Beginning as far back as I can remember, this recurring problem has caused me unparalleled frustration.
Can I describe for you a scenario?
Dinner time has arrived once more, some evening in a winter of my childhood, and my family is preparing to head out the door to drive to a restaurant.
Even though I have donned my shoes and socks and am all ready to go, I am stopped by my mother.
"For crying outside, Gracie," she exclaims, "aren't you going to be cold?"
How could my young mind formulate a response that fully communicates my argument against her point?
I, of course, am not wearing a jacket, which my family sees as pure suicide.
Jacket's are, to me, for wearing when you are going to be outside for an extended period of time--not for putting on for two seconds to walk from my warm home to my warm car, where I will take it off until it is time to walk ten feet from the warm car to the warm restaurant, where I will once again take it off and have to babysit it and keep it from sliding off of the smooth booth seat and onto the filthy restaurant floor and try not to forget to take it with me when the meal is complete and it is time once again to depart the establishment and reverse the entire process once again, concluding the journey back at my centrally heated house.
Knowing all of this intrinsically does not help young me to articulate the silliness of the matter.
Like a good daughter, I go put on a jacket anyway.
My life has been riddled with these sorts of situations.
No one seems to ever be able to deal with the idea of me not wearing a jacket for the cumulative sixty seconds a day that I might be spending outside.
Of course I still wear appropriate garments if I'm going for a walk or someplace that might actually be cold, but I'm not going to bring an outer layer with me if I'm going to be wearing it for two minutes and carrying it around with me for an hour.

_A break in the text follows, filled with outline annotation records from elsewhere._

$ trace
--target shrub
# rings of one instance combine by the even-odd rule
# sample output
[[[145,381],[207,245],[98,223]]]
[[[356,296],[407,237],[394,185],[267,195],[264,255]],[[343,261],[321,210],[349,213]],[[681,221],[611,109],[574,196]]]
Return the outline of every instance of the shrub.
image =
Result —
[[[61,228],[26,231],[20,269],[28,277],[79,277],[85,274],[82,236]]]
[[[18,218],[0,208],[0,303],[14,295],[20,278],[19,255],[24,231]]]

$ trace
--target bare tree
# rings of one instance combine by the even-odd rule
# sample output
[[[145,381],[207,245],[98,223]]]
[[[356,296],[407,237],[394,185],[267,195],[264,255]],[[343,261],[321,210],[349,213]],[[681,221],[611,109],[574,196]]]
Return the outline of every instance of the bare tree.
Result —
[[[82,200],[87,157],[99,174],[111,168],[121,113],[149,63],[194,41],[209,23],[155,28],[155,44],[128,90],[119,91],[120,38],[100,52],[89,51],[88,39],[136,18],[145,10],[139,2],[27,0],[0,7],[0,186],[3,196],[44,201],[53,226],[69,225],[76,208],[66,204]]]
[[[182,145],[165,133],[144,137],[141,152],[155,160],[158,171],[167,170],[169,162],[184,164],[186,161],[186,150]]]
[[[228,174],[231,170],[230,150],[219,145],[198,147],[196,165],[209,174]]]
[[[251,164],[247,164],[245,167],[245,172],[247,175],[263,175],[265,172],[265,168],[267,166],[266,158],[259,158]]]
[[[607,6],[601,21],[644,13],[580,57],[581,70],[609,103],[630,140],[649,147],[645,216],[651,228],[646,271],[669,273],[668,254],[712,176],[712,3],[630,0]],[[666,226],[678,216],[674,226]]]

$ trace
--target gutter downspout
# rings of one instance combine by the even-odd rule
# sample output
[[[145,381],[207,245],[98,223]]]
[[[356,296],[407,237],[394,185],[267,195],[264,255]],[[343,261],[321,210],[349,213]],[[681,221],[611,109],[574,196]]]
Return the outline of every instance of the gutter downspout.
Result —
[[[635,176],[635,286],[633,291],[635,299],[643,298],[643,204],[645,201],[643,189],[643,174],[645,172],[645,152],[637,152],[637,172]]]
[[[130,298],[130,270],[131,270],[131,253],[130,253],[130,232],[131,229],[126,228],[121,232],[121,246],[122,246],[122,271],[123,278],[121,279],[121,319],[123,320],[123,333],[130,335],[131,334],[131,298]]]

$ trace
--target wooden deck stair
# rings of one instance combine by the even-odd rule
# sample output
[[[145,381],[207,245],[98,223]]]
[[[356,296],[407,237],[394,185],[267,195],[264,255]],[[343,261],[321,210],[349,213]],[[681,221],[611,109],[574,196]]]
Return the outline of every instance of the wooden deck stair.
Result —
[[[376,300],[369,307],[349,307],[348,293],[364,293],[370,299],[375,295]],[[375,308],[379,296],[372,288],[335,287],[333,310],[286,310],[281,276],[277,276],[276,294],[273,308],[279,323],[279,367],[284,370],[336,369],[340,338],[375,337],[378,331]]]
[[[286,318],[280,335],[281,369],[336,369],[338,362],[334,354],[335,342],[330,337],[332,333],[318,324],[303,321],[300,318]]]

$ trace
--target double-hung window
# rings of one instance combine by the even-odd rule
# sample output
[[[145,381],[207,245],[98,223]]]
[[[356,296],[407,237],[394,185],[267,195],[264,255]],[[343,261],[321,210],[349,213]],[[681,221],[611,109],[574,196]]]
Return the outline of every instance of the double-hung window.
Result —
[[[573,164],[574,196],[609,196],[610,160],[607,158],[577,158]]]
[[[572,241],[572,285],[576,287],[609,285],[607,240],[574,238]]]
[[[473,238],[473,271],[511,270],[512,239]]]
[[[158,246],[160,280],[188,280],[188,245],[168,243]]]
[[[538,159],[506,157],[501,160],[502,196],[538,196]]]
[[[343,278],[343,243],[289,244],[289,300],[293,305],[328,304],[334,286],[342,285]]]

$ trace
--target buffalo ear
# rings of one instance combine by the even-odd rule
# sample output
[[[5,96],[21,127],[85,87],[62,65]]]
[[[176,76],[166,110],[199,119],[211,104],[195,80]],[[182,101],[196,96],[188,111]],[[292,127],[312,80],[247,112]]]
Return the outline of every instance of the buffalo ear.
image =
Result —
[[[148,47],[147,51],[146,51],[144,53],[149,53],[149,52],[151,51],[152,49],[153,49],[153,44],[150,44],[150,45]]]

Perhaps you think I am being unreasonable.
Questioning my sanity even.
Really though, I bet more people agree with me than are willing to admit it.
Tell the pro-jacketers in your life that your wardrobe choices are aspirational.

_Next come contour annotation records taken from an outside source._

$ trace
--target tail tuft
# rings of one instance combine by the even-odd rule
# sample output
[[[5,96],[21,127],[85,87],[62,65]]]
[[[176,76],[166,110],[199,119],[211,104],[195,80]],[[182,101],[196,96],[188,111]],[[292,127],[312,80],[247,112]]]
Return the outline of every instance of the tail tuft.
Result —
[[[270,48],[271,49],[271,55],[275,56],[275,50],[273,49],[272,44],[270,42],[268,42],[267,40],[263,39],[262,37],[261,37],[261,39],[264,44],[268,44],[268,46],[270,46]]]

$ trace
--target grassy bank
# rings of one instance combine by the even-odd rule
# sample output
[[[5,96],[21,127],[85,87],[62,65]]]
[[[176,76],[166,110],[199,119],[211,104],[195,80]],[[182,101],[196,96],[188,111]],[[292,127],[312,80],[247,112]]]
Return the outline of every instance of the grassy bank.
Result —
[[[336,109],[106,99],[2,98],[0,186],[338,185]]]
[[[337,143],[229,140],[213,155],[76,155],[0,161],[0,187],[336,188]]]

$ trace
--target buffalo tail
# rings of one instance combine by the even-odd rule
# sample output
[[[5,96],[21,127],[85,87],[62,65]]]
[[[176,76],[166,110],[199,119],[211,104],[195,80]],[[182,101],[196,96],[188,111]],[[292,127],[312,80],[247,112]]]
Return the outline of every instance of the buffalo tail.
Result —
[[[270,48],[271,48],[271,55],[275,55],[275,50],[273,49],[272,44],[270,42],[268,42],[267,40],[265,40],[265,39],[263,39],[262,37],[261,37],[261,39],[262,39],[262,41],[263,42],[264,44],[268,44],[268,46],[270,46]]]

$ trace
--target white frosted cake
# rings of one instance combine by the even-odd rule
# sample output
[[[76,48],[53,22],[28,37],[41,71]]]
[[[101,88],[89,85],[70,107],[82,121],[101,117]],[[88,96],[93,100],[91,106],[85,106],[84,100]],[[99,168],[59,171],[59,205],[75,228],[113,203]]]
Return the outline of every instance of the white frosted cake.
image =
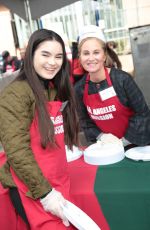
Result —
[[[84,150],[84,161],[92,165],[114,164],[124,157],[124,147],[118,138],[110,142],[98,141]]]

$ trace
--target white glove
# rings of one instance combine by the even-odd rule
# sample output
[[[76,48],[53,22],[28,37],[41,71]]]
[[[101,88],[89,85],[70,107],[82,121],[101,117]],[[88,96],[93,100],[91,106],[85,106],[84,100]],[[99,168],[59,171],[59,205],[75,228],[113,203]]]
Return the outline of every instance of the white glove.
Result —
[[[127,139],[125,139],[125,137],[122,138],[122,143],[123,143],[124,147],[131,144],[131,142],[129,142]]]
[[[66,200],[60,192],[53,188],[46,197],[40,199],[40,202],[46,212],[51,212],[53,215],[61,218],[66,227],[70,225],[68,219],[63,214],[61,206],[65,205]]]

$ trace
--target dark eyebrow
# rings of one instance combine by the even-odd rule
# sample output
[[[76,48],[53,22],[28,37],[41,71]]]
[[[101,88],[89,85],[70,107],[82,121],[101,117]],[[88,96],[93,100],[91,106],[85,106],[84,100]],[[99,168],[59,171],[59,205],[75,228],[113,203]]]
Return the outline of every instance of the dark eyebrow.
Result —
[[[50,54],[51,54],[50,52],[48,52],[48,51],[46,51],[46,50],[42,50],[41,53],[42,53],[42,54],[47,54],[47,55],[50,55]],[[58,53],[58,54],[56,54],[56,55],[61,55],[61,56],[63,56],[63,53]]]

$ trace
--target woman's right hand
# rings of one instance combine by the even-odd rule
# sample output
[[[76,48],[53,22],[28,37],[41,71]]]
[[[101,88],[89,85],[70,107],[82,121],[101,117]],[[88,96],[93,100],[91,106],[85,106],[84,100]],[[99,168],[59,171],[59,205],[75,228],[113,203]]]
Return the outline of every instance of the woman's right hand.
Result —
[[[62,205],[65,206],[66,200],[60,192],[53,188],[46,197],[40,199],[40,202],[46,212],[51,212],[53,215],[61,218],[66,227],[70,225],[68,219],[63,214]]]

"Um, you're supposed to dress for the job you want, not the job you have," you must say, "and I want to be inside."
Very likely they will roll their eyes and give up on trying to reason with you.
Wow, that means you've won the argument.
X-rated films show more skin than me, not that I consider that the bar, just sayin'.
Yes, I am cold sometimes, but I am always a form over function type of woman, and if the outfit doesn't call for a jacket, the weather doesn't call for a jacket.
Zip your cute crop top into that ugly Eddie Bauer shell and see if I care.